My time as a student wasn’t completely rosy. A roommate was deeply troubled. She left the college and a year later died of a drug overdose. While I made good, lifelong friends there, not every student was enthusiastic about their studies. It could seem like all anyone wanted to do was party. This was frustrating, but I understood that within this context I was going to get out of my education exactly what I put into it. Everything was there for me; it was up to me whether I was awake or sleepwalking.

An unusually respectful rapport existed between students and faculty.
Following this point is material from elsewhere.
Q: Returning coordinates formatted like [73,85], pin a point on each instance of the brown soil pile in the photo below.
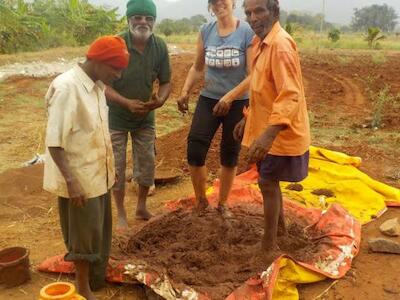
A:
[211,254]
[171,152]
I think it came in part from calling professors by their first names. One day, during my junior year, I became elated after leaving my philosophy class, “Poetry and Positivism,” co-taught by Greg Glazner and Charles Harriman, when I realized that I was learning something that excited and interested me every day. And in my poetry workshops, also led by Greg, I wrote lines in which I found solace in the midst of darkness and chaos. Greg once asked me to come to his office; he had a question. I was nervous that I’d done something wrong, but it turned out he’d appreciated some remarks I’d made in class and wanted to continue the conversation.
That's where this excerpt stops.